La cultura della riga in mezzo, e noi di qua e loro di là, e di qua amici e di là nemici, distrugge le vite quotidiane e le democrazie occidentali, creando la sottocultura de “gli amici dei miei nemici sono miei nemici e i nemici dei miei nemici sono miei amici”: esistono solo il bianco e il nero, si diventa amici dei peggiori e nemici di certi rispettabili con opinioni diverse. Ma soprattutto si classifica superficialmente ogni cosa che abbia invece mille sue sfumature e complessità, e di ogni persona si fa un mostro o un eroe: simmetricamente eroe o mostro per i nostri nemici.
Anzi, proprio perché i nemici creano un eroe, per noi diventa un mostro, o viceversa.

Adesso è il turno della comandante della nave Sea Watch 3: obiettivo perfetto della misoginia da strapaese di fascisti e sovranisti (donna, straniera, colta, altruista) ma anche poster girl perfetta per le ingenuità superficiali di progressisti disperati, e per gli scellerati orientatori del pensiero di sinistra, ovvero politici e giornali che consegnano ai loro elettori e lettori un peluche al giorno – Greta è già passata, era il mese scorso – in assenza di pensieri o progetti più impegnativi e faticosi. E un peluche è quello che chiediamo noi, elettori e lettori progressisti, per attenuare le nostre ansie e disperazioni, convinti e sollevati con qualche compiaciuto paternalismo che a farci dormire tranquilli ci pensino Greta, il ragazzino di Torre Maura, Carola Rackete, e domani qualcun altro: qui a farcela raccontare da una comunicazione strumentale in cerca di consensi e copie grazie a testimonial gratuiti, che ci tratta da rincoglioniti. E dall’altra parte, gaglioffi che fanno leva su questo per nutrire l’odio dei poveri di spirito. Come racconta oggi Annalena Benini sul Foglio in un articolo molto bello.
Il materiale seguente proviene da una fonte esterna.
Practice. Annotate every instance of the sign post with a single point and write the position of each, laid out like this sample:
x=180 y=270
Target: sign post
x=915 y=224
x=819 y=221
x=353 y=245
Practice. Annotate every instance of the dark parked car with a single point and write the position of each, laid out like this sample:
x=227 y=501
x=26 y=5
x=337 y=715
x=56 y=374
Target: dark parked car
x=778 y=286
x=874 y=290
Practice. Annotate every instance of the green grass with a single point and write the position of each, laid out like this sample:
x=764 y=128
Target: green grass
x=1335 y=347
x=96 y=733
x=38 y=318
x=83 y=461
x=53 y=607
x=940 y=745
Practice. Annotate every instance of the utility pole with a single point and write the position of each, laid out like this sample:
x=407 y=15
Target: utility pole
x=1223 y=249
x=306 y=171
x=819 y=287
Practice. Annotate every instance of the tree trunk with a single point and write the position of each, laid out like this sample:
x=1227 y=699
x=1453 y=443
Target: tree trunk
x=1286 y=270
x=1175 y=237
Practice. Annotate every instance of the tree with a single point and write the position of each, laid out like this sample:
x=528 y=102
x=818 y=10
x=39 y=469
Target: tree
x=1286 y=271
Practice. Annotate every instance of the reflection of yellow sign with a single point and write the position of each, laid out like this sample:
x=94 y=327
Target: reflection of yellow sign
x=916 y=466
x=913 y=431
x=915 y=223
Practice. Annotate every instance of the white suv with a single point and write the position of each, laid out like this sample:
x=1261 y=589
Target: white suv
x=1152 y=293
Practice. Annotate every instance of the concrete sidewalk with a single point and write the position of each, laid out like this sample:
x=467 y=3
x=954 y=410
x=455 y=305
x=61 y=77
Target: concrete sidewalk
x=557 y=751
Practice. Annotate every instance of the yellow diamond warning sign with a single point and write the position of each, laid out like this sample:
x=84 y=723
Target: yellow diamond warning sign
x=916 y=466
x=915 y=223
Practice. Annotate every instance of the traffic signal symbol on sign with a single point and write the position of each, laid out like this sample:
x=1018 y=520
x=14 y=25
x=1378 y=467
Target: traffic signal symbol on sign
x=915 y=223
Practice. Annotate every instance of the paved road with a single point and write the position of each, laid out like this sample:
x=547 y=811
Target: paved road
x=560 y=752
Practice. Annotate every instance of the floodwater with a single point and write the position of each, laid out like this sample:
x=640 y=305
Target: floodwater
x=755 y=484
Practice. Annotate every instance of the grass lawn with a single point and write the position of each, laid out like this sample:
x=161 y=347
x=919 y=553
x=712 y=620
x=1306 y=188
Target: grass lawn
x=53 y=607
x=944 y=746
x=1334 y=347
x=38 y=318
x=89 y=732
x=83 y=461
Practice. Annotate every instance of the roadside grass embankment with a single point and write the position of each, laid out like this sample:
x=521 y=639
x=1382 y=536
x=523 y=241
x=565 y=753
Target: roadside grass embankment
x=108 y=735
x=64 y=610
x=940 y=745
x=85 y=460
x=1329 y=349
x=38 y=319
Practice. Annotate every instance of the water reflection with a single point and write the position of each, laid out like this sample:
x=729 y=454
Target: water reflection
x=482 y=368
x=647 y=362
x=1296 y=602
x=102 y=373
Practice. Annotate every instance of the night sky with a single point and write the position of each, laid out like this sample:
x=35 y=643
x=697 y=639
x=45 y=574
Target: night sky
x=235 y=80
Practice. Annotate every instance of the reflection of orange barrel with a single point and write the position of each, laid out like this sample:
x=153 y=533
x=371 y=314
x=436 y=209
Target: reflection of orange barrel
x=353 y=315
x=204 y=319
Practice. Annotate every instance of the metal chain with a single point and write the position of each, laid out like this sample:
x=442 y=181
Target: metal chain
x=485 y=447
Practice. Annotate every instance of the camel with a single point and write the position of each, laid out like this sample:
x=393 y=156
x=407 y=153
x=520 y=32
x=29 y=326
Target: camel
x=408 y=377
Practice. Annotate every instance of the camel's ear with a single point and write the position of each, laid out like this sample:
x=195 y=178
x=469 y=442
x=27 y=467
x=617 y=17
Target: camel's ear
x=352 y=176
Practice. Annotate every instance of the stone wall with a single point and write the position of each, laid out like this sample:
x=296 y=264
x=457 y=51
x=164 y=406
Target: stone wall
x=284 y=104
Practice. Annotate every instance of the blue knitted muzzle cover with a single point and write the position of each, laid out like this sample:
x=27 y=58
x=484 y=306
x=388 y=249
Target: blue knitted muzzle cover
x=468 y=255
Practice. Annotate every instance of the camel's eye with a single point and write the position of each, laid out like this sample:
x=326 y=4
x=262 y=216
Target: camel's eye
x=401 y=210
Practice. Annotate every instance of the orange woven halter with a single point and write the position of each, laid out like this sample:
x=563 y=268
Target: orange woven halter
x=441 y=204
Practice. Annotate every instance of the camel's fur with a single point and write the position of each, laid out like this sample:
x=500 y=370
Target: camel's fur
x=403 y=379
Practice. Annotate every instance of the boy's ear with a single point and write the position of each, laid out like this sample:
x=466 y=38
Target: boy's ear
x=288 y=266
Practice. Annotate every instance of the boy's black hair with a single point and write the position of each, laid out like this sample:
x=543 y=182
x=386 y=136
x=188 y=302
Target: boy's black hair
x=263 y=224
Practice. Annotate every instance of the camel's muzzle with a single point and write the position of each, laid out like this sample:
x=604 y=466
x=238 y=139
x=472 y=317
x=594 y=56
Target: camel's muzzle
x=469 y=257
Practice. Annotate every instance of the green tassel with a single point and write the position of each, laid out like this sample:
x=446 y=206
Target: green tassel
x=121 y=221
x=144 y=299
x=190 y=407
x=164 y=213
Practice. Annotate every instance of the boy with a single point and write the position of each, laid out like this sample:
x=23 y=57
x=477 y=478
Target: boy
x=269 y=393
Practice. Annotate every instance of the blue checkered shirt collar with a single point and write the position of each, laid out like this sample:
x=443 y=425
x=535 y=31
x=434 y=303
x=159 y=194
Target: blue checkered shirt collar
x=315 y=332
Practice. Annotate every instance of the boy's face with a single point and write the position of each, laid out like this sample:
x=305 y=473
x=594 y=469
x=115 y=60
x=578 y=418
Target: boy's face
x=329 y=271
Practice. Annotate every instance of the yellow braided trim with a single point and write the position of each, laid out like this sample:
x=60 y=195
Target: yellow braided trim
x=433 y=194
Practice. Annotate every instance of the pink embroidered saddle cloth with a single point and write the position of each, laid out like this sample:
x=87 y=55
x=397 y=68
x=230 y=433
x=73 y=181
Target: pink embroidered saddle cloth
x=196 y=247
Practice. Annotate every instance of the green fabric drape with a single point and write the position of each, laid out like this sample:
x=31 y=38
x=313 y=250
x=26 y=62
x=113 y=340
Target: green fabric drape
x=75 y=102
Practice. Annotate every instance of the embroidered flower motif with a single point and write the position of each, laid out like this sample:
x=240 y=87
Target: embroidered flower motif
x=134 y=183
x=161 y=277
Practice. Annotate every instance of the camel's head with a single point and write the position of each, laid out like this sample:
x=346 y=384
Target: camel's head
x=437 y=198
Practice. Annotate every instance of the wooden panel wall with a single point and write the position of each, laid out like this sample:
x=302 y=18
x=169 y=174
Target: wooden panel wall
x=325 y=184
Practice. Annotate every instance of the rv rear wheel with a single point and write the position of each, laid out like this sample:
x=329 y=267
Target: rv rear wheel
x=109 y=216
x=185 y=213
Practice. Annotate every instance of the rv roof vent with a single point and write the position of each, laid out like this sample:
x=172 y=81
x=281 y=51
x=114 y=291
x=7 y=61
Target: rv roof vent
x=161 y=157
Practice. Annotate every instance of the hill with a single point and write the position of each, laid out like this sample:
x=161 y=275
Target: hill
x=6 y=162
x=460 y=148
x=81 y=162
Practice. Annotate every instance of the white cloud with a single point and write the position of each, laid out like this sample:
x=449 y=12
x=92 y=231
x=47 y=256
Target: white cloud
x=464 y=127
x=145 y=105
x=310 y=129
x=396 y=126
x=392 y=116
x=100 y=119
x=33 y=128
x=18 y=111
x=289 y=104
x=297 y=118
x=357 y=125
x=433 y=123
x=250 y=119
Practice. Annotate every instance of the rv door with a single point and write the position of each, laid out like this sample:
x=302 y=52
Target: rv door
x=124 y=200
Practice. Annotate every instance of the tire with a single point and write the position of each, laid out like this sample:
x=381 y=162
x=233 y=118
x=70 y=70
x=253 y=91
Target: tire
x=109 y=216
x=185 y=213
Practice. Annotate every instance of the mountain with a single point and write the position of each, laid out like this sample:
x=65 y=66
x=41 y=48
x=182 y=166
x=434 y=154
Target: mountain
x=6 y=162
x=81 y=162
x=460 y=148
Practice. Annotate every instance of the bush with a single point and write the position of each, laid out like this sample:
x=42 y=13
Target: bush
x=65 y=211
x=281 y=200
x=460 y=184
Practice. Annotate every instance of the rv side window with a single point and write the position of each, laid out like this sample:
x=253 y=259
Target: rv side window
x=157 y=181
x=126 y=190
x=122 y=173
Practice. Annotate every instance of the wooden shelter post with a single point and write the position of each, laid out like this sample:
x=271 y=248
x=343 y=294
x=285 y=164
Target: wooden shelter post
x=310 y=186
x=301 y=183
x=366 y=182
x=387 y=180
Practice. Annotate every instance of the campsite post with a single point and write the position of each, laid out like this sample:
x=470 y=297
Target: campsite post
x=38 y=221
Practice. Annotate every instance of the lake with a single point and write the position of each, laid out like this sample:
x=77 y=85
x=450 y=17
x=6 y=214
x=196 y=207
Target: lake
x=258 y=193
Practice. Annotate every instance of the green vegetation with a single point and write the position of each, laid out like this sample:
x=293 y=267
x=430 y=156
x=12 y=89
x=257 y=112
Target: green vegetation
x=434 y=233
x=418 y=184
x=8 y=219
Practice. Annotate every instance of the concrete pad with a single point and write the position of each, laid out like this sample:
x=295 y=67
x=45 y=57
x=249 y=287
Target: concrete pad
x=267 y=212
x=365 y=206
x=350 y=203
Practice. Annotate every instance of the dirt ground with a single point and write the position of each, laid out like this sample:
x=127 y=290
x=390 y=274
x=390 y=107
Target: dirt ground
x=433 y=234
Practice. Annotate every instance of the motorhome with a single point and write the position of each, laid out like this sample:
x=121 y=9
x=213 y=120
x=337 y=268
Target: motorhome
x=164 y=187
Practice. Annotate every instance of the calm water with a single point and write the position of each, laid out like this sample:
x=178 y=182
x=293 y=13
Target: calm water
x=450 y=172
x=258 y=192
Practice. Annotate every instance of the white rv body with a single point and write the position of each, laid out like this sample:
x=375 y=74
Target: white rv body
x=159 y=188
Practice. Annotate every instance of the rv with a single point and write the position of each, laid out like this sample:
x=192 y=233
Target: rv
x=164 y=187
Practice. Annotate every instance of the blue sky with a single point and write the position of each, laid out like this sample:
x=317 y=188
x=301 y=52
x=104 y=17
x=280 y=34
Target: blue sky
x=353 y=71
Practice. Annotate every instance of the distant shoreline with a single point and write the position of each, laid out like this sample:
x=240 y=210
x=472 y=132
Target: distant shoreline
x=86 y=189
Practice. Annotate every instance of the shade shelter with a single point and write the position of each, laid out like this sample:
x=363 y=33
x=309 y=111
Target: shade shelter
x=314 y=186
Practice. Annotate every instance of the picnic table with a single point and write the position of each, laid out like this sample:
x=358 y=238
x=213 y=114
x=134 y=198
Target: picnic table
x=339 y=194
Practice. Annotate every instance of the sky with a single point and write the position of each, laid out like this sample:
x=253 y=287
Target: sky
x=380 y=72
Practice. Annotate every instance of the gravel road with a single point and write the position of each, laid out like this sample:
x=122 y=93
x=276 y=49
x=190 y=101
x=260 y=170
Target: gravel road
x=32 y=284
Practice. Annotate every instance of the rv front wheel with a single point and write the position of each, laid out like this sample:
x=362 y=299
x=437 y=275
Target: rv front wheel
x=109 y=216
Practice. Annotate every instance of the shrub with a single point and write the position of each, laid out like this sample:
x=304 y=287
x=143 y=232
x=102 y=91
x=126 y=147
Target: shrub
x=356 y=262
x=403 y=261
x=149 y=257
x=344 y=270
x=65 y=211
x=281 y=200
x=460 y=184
Si sfrutta una storia, ognuno ai propri fini, ci si serve di una donna coraggiosa che guida una nave in porto, o di un ragazzo coraggioso che difende i rom di fronte a un militante di CasaPound a Torre Maura, ci si affida a un eroe, offrendogliene immediatamente la patente e facendo il tifo, per sentirsi a posto con il proprio senso di giustizia e di coscienza. Si semplifica, si trova uno slogan: un eroe da esaltare oppure un nemico da distruggere. Sbruffoncella oppure Capitana.